Very commonly used differential staining is Gram staining, used to differentiate gram-positive & gram-negative bacteria.

Developed by Hans Christian Gram in 1884.

Gram’s Staining Principle:-

1.   Bacteria having cell walls with a thick layer of peptidoglycan will resist decolorization of primary stain and appear violet or purple.

2.    Bacteria having a thin peptidoglycan layer with lesser cross-linkage lose primary stain during decolorizing and gain counter stain appearing pink or
red. 

3.    In an aqueous solution of crystal violet dye, their molecules dissociate into CV⁺ and Cl^– ions. These ions easily penetrate the cell wall components of both positive and negative bacteria.

4.  When Gram’s Iodine is added as mordant, the iodine (I) interacts with CV⁺ion and forms CV-I complex within cytoplasm and cell membrane and cell wall layers.

5.When decolorizing solution (ethanol or a mixture of ethanol and acetone) is added it interacts with lipids in the cell wall.

6.  The outer membrane of the Gram-Negative bacterial cell wall is dissolved exposing the peptidoglycan layer

7.     The peptidoglycan layer is thin with less cross-linking in the Gram-Negative cell wall, hence becoming leaky. This causes cells to lose most of the CVI complexes.

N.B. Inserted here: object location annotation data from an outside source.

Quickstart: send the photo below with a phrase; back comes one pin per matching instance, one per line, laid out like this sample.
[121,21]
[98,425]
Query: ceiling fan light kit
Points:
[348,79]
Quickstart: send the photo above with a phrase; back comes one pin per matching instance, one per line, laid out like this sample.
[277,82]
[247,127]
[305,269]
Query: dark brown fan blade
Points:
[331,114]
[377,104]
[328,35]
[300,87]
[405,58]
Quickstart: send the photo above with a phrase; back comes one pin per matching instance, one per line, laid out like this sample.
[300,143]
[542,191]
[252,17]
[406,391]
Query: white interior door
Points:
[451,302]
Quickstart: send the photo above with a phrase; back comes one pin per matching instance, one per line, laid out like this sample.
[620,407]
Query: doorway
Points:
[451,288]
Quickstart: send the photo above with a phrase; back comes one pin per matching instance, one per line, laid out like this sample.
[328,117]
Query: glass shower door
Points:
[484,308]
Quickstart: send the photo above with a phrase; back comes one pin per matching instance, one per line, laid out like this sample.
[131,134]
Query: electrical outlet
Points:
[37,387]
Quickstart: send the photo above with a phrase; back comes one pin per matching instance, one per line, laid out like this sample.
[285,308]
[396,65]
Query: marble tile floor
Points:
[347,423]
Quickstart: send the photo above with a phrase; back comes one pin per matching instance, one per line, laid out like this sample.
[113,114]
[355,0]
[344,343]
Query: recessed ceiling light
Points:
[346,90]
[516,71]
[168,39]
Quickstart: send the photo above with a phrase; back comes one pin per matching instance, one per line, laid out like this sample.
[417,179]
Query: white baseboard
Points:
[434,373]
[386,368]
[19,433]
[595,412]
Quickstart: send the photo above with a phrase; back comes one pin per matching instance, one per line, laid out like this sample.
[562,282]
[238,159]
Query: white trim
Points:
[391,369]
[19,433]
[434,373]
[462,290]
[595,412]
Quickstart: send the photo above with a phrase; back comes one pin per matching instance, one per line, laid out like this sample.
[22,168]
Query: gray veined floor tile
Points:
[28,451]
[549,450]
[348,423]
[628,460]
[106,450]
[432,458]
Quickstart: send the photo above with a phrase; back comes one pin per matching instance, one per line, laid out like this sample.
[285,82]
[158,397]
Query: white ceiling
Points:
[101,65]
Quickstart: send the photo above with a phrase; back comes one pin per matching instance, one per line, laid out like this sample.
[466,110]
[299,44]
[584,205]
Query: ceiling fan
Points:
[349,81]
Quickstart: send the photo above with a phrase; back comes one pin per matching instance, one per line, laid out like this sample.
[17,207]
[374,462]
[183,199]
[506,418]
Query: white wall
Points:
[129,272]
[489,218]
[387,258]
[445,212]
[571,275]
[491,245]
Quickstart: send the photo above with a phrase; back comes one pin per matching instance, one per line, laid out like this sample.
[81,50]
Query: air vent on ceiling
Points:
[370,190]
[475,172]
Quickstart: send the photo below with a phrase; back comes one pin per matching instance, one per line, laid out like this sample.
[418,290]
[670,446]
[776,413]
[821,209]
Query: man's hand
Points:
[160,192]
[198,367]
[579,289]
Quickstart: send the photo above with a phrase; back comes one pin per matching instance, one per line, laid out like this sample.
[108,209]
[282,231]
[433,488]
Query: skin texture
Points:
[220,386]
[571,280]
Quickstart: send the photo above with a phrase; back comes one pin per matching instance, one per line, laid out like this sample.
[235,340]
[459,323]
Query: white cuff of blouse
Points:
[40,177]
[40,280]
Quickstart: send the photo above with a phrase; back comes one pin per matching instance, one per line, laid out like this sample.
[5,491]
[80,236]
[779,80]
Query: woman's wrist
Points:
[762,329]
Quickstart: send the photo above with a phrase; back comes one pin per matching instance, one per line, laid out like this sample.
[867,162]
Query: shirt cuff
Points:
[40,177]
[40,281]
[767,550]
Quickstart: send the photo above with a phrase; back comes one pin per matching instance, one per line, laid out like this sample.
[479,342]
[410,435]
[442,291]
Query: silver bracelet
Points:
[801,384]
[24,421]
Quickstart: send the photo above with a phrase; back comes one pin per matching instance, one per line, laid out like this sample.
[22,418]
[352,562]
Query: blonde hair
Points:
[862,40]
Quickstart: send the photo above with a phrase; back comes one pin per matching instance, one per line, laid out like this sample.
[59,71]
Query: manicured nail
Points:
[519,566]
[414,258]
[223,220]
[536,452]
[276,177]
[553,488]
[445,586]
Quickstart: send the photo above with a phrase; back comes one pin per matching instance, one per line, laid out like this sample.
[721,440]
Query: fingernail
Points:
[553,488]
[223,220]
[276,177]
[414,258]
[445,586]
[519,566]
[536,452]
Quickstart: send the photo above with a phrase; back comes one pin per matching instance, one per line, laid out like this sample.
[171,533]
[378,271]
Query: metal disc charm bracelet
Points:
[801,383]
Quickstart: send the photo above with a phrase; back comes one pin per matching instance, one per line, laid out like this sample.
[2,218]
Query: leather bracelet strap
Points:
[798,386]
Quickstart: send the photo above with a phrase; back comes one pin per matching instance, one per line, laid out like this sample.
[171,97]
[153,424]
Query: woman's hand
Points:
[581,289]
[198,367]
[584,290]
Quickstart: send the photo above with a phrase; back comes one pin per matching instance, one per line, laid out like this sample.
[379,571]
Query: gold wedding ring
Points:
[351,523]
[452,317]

8.Whereas in Gram-Positive bacteria, there is no outer membrane, and the peptidoglycan layer is also thick with higher cross-linkage.

9.So, the decolorizing solution dehydrates the peptidoglycan layer trapping all the CVI complexes inside the cell wall and bacteria retain the purple or
violet color of crystal violet.

10.When counterstain, positively charged safranin, is added, it interacts with the free negatively charged components in Gram-Negative cell wall and membrane and bacteria becomes pink/red.

11.Whereas, there is no space to enter inside the dehydrated Gram-Positive cell wall due to CVI complex and dehydration. Hence, safranin can’t stain them
red or pink and Gram-Positive bacteria reveal the purple or violet color.